Mike Kelly, the parliamentary secretary for defense, who is married to former Israeli Prime Minister Ehud Olmert’s cousin, said: “We must have a minute’s silence in London to remind the world of the loss of these fine Israeli athletes and to inspire our rededication to the implacable fight against terror, the attainment of peace in the Middle East and our pursuit of the Olympic ideal.”

But last month the IOC rejected an official request from Israel’s Foreign Ministry to allow a minute’s silence for the Munich 11 at the July 27 opening ceremony of the London Games.

“The IOC has officially paid tribute to the memory of the athletes on several occasions,” IOC president Jacques Rogge wrote in a letter to Israeli officials. “Within the Olympic family, the memory of the victims of the terrible massacre in Munich in 1972 will never fade away.”

However, Rogge said he expected to attend a commemoration organized by the Israeli Olympic Committee during the Games.

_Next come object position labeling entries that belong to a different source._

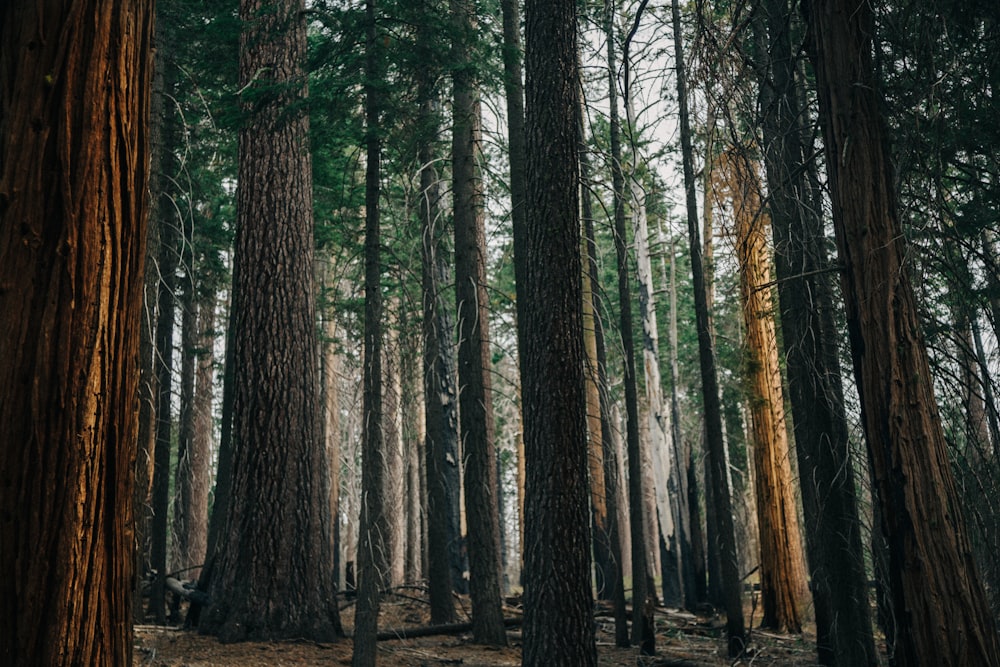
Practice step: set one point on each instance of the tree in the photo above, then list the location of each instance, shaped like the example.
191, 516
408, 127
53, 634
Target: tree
474, 357
731, 583
605, 509
72, 236
440, 405
641, 628
782, 569
941, 614
558, 624
372, 559
266, 583
168, 224
827, 479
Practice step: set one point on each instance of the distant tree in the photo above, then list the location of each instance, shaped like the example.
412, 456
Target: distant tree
372, 558
441, 400
266, 583
604, 486
558, 604
641, 579
940, 609
783, 585
72, 237
719, 488
474, 356
168, 223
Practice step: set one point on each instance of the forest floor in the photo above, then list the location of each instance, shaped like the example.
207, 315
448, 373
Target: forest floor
682, 640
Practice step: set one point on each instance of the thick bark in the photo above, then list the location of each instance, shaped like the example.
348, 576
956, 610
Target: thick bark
614, 584
605, 525
558, 603
474, 357
830, 512
372, 525
440, 415
640, 568
74, 103
203, 435
169, 225
941, 614
731, 583
266, 584
393, 484
782, 568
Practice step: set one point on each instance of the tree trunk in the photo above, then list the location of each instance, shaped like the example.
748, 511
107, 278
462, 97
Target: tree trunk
392, 441
148, 360
165, 162
372, 525
203, 435
474, 356
607, 537
832, 527
640, 567
558, 603
72, 237
782, 569
332, 435
440, 415
266, 583
940, 607
688, 553
731, 582
184, 470
659, 448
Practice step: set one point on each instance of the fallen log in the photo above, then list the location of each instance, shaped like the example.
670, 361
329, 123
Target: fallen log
433, 630
188, 592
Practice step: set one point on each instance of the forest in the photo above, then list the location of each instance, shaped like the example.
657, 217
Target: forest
563, 332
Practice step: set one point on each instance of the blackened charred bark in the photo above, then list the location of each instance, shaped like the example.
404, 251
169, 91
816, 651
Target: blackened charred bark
558, 604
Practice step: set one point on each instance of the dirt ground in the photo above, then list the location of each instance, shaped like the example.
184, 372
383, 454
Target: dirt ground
682, 639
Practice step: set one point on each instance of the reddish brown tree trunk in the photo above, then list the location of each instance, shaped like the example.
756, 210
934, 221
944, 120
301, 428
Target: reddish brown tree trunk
940, 609
73, 169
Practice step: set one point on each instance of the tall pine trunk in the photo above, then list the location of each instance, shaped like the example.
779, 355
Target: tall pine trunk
641, 579
266, 584
941, 614
830, 508
558, 603
372, 525
782, 569
74, 107
474, 356
731, 582
605, 525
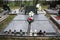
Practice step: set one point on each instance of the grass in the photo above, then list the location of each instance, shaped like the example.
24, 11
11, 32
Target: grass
5, 22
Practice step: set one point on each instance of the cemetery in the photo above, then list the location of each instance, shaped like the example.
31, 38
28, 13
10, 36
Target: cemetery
30, 18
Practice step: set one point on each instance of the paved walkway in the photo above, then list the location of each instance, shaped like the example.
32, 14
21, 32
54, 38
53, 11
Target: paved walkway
3, 17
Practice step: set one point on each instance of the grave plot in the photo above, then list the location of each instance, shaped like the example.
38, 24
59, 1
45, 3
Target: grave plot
21, 17
51, 11
40, 22
42, 25
40, 17
56, 20
17, 25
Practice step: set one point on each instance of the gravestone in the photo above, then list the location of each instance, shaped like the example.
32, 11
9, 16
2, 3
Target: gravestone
6, 7
30, 8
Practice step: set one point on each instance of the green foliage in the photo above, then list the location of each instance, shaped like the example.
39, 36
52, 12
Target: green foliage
5, 22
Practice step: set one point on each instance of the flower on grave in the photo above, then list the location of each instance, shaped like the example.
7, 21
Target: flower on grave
30, 20
31, 13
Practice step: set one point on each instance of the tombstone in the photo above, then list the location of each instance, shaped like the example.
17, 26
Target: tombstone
15, 32
6, 32
44, 33
38, 6
30, 32
30, 8
6, 7
40, 33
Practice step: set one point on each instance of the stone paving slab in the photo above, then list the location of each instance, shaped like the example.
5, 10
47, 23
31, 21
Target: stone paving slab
3, 17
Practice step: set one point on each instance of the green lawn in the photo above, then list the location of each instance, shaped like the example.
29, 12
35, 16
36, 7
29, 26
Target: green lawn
5, 22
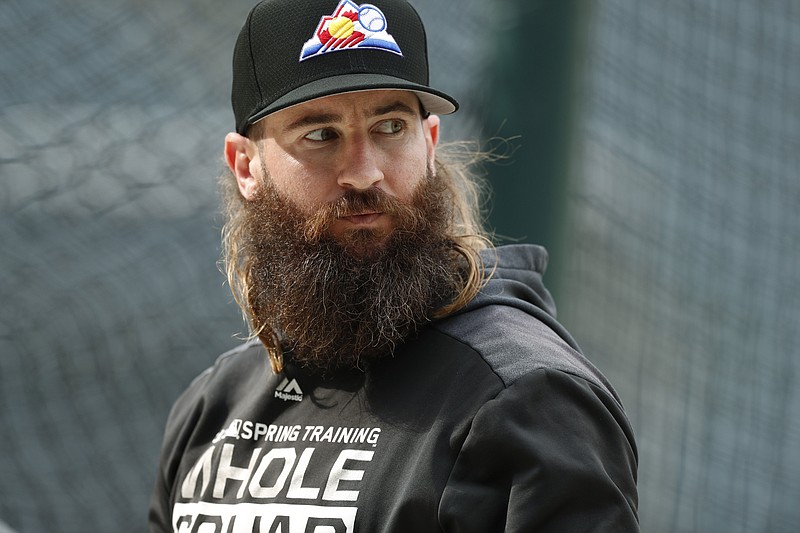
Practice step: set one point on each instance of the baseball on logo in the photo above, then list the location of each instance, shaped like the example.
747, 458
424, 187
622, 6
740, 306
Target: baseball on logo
371, 18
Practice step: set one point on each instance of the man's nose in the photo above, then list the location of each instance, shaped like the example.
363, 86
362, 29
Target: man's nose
361, 168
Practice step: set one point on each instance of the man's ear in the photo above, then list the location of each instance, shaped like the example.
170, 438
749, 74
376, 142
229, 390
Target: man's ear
239, 153
431, 136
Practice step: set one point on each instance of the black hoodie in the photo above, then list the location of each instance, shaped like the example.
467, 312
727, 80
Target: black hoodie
488, 420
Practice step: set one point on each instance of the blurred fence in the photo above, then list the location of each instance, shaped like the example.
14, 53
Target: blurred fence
680, 250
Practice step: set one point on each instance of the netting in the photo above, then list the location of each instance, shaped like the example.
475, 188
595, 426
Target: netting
683, 281
112, 115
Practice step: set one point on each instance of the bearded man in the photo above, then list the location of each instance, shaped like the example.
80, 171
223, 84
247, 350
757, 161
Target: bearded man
403, 373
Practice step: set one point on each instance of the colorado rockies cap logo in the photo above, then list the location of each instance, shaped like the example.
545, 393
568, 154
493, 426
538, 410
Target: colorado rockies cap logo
351, 26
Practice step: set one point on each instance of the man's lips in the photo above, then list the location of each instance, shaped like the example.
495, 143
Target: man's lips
362, 218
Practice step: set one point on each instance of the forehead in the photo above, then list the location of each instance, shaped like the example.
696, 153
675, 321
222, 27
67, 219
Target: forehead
352, 104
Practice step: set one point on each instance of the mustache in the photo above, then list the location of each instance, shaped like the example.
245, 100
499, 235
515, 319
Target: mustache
353, 202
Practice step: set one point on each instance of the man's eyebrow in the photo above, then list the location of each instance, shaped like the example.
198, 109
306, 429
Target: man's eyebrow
392, 108
313, 120
328, 118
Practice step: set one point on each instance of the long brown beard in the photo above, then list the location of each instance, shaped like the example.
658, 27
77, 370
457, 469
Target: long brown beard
340, 302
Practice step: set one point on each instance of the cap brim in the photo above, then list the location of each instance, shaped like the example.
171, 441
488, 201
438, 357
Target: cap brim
433, 101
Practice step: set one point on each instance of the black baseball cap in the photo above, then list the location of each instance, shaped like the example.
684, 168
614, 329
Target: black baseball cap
292, 51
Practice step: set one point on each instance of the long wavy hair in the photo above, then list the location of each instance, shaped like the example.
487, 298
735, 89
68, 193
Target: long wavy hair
458, 165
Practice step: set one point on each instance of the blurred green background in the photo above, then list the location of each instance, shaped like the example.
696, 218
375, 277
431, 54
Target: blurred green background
655, 153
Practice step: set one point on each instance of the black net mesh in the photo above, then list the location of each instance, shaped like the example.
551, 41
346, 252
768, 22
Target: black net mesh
684, 237
683, 241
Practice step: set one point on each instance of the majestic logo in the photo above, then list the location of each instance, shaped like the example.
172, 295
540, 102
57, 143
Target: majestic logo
350, 26
289, 391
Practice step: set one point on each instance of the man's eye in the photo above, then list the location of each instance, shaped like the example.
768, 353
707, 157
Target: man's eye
322, 134
390, 126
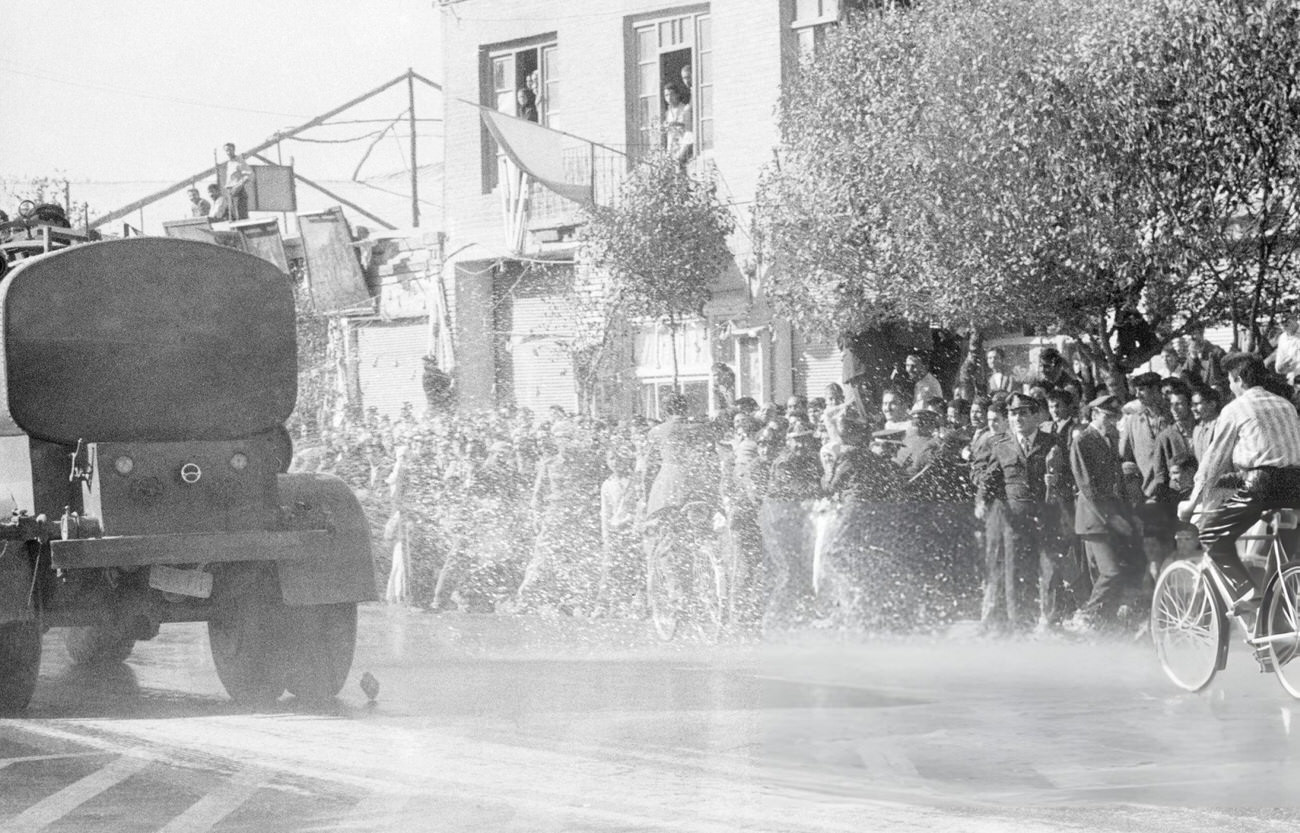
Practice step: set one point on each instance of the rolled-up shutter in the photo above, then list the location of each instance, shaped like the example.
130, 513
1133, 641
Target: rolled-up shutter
541, 364
817, 364
390, 365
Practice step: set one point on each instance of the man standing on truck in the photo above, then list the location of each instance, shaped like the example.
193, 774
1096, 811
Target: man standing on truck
238, 176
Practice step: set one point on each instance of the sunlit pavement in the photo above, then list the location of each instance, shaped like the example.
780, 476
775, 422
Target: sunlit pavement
502, 723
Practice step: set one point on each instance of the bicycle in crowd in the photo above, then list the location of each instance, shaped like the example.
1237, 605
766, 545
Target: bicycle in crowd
689, 569
1191, 608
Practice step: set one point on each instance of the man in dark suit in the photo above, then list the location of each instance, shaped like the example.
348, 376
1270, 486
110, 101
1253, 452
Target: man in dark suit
1103, 517
1017, 472
1064, 582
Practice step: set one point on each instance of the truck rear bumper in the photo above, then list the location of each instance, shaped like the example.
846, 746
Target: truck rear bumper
190, 549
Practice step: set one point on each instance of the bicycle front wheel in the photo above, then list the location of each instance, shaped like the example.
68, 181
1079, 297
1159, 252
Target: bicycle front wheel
1282, 627
710, 590
1188, 625
663, 589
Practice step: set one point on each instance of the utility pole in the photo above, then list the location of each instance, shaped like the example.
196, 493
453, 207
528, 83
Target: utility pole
415, 172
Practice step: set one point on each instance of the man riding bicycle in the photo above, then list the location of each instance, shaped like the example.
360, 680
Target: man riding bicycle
1257, 435
688, 461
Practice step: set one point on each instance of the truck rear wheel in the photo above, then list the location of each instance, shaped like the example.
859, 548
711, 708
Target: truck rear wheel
246, 636
98, 643
319, 645
20, 664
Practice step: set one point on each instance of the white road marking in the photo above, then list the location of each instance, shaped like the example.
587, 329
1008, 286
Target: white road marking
380, 811
208, 811
55, 807
21, 759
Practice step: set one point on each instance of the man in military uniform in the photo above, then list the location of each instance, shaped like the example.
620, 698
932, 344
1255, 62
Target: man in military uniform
1103, 517
1015, 472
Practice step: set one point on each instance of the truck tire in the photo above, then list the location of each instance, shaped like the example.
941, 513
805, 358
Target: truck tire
98, 645
20, 660
319, 645
246, 634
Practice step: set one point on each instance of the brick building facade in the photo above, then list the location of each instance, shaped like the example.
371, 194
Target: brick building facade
598, 68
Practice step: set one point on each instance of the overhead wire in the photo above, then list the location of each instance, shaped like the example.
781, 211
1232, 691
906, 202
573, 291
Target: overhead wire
139, 94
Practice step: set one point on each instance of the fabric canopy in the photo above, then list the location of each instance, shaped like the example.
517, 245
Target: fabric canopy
537, 151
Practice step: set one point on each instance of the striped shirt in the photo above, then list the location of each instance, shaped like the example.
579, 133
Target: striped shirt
1256, 429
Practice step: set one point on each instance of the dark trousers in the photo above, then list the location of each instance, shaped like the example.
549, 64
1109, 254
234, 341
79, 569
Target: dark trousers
1012, 567
1261, 490
1117, 568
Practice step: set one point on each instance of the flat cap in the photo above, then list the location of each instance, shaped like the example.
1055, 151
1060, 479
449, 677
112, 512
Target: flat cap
1145, 380
1106, 402
1022, 402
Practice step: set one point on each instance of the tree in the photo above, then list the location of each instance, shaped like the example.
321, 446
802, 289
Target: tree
659, 246
1043, 163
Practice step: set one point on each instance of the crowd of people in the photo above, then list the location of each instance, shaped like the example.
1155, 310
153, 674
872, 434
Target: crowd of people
1043, 502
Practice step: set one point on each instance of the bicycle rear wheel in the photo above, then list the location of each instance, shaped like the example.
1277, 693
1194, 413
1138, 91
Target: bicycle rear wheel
1188, 625
1282, 627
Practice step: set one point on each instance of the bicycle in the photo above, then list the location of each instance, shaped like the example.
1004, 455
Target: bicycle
1191, 606
688, 576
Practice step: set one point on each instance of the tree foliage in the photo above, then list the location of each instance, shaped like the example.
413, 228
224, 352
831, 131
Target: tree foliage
659, 244
1109, 166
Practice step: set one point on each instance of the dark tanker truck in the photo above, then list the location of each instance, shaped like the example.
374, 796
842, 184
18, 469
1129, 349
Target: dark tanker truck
144, 385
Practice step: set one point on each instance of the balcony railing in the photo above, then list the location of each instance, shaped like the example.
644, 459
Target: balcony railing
534, 213
599, 166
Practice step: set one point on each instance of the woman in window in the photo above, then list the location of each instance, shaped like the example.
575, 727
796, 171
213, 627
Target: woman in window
679, 130
527, 103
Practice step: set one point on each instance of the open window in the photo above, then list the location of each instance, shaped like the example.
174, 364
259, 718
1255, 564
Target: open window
674, 51
523, 81
814, 18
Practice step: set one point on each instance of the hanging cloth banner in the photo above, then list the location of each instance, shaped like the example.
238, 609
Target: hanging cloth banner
537, 151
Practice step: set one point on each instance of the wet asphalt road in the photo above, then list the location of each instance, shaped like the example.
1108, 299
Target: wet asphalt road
533, 725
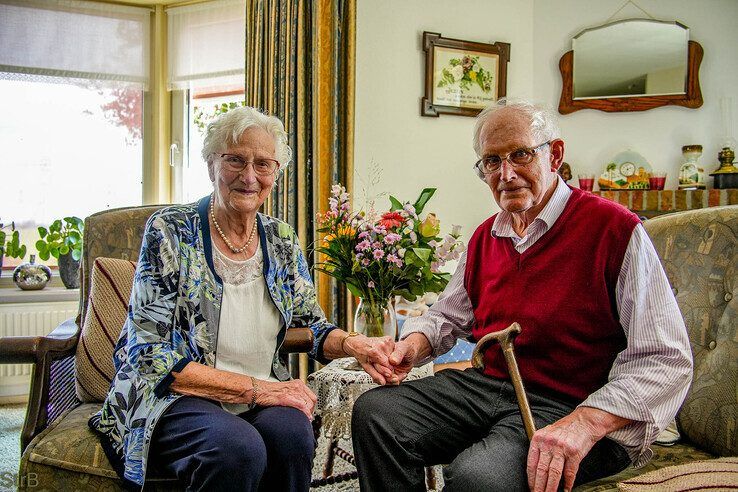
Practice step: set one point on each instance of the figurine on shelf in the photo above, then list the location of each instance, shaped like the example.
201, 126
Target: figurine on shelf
691, 174
565, 172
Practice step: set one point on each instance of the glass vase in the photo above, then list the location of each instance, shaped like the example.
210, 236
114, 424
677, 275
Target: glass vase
375, 318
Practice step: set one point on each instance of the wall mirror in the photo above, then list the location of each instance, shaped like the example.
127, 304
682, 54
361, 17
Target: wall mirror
631, 65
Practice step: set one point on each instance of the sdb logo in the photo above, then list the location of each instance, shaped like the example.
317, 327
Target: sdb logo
11, 480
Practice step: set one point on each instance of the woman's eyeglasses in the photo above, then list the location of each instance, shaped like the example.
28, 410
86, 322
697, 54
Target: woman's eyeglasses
236, 163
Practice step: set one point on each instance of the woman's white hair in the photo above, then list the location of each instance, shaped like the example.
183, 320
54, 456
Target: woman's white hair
227, 129
544, 123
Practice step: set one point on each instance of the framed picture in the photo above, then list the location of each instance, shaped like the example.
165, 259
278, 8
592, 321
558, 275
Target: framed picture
462, 77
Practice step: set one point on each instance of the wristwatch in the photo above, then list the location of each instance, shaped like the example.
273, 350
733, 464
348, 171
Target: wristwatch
346, 337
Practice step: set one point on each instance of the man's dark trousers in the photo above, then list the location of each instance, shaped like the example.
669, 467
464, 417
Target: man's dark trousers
465, 419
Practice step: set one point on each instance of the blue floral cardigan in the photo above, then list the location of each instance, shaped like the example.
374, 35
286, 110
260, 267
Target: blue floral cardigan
173, 319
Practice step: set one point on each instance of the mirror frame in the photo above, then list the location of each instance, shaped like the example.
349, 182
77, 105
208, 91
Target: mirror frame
692, 98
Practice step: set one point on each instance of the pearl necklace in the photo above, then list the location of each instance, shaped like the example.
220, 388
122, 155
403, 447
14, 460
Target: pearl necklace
220, 231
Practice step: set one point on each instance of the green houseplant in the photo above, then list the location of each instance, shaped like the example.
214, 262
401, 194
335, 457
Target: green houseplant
63, 241
12, 248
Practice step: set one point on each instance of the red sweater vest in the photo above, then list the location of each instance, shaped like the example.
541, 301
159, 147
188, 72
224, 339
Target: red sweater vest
562, 292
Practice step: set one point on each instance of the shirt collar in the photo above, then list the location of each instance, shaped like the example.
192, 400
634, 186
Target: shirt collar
502, 226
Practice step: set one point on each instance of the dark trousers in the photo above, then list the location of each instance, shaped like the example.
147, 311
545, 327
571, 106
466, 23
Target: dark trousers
463, 418
207, 448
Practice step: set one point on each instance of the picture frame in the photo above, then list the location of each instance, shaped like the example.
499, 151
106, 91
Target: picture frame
462, 77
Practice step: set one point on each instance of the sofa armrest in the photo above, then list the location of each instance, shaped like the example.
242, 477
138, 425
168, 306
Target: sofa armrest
42, 352
297, 340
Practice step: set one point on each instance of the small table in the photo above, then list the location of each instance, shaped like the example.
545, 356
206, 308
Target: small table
337, 387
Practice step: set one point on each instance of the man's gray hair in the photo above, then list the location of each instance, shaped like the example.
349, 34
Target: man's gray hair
227, 129
544, 123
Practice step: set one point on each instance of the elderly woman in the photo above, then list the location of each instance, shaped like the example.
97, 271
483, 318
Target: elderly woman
200, 390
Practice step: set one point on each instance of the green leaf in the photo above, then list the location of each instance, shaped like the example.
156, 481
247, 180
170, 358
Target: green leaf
355, 290
422, 253
425, 195
396, 204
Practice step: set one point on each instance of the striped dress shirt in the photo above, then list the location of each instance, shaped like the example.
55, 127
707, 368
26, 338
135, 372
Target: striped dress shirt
649, 378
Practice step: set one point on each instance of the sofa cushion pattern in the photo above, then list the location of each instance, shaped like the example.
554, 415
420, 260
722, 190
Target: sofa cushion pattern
663, 456
698, 252
113, 233
717, 474
107, 308
67, 455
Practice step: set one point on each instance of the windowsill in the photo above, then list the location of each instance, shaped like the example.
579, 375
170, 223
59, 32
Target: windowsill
53, 292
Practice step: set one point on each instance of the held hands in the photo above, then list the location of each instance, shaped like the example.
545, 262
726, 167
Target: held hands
293, 393
373, 355
384, 360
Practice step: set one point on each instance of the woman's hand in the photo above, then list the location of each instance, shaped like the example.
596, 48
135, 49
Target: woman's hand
293, 393
373, 355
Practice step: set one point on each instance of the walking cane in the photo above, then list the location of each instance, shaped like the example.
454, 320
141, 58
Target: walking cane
505, 339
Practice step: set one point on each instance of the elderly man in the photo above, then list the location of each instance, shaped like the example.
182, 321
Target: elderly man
604, 351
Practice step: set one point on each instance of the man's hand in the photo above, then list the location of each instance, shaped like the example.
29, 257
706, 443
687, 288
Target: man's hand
373, 355
559, 448
407, 352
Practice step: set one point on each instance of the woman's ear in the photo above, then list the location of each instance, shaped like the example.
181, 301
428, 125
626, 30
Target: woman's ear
211, 171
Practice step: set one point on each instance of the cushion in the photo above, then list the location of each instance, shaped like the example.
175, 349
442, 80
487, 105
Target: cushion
720, 474
107, 308
663, 457
67, 455
698, 251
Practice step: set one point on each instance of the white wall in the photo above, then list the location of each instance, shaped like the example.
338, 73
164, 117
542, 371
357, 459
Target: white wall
413, 151
594, 137
416, 152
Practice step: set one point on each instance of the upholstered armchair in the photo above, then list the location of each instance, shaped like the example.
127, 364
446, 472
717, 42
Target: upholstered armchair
59, 451
699, 252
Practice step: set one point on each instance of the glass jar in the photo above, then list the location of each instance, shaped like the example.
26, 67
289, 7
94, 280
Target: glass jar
691, 174
30, 276
375, 318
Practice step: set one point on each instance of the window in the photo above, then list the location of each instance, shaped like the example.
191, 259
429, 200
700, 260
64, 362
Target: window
206, 71
68, 149
71, 142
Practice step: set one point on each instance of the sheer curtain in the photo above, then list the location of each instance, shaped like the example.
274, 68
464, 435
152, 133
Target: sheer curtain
206, 45
74, 40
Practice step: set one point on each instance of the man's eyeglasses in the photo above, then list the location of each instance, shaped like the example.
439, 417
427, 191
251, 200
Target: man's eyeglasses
236, 163
519, 157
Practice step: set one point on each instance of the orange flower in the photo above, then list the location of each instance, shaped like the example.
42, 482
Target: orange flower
391, 220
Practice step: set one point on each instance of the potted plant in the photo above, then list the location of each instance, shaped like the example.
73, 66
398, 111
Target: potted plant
63, 241
12, 248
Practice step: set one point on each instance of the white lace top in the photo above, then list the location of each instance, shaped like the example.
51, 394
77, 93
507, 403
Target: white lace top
249, 320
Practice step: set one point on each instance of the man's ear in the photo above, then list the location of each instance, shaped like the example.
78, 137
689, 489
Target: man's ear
557, 154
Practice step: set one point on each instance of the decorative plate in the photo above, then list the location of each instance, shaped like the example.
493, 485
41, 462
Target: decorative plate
628, 170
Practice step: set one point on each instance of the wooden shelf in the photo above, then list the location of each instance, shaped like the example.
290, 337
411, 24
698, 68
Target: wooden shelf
652, 202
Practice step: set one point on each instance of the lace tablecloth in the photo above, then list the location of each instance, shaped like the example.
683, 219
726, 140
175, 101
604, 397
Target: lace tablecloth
337, 387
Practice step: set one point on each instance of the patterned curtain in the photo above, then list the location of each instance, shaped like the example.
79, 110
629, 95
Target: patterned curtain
300, 63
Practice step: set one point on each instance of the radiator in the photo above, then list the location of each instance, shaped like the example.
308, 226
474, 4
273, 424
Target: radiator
28, 319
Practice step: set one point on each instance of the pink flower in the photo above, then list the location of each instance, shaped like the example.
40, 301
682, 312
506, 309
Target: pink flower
391, 220
392, 238
395, 260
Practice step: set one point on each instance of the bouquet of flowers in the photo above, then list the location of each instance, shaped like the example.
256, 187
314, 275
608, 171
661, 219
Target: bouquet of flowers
379, 256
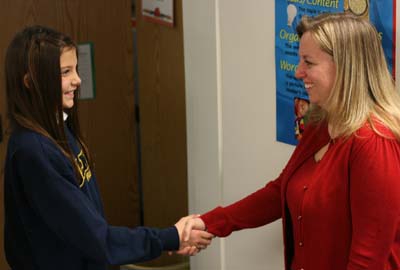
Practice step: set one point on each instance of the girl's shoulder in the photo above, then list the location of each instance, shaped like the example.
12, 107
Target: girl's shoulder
31, 142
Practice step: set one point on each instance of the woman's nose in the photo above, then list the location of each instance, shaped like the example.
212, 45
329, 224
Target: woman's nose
77, 80
299, 74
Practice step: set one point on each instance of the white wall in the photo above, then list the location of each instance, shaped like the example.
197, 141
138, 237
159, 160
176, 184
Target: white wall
231, 126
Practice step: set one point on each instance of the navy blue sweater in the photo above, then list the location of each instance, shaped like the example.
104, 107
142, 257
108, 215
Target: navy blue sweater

The Australian resolution, which is non-binding, comes less than two weeks after Canada’s parliament also passed a unanimous resolution supporting one minute’s silence.

Earlier this month the U.S. House of Representatives Foreign Affairs Committee unanimously approved a non-binding resolution to honor the memory of the Munich victims and last week the London Assembly joined the growing chorus of organizations urging the IOC to hold the commemoration.

It also comes in the wake of a letter-writing campaign initiated by the Australian Jewish News supporting a minute’s silence.

‘Silence contains no statements’

Similar to the online petition by Ankie Spitzer, the wife of one of the Munich 11, which has garnered almost 80,000 signatories, the newspaper’s letter campaign has been signed by hundreds of respondents, including Gillard and Abbott, state premiers and a host of federal MPs from the major political parties.

“Silence is a fitting tribute for athletes who lost their lives on the Olympic stage,” the letter states. “Silence contains no statements, assumptions or beliefs and requires no understanding of language to interpret.”

AJN editor Zeddy Lawrence, who is originally from London, said he initiated the campaign because “there was a wrong that needed to be righted.”

Sydney is the first Olympic city outside of Munich to have erected a permanent memorial to the murdered Israelis. Unveiled on the eve of the 2000 Games at the Olympic stadium and funded by several local Jewish businessmen, the memorial contains the names of the 11 victims, an inscription from the Book of Samuel and the traditional prayer for the dead in Hebrew.

The 11 members of the Israeli contingent were taken hostage by Black September terrorists, who infiltrated Munich’s Olympic village in 1972 and demanded the release of more than 200 Palestinian prisoners. All 11 Israelis were murdered, most of them during a botched rescue operation by German police. Five terrorists and a German police officer were also killed.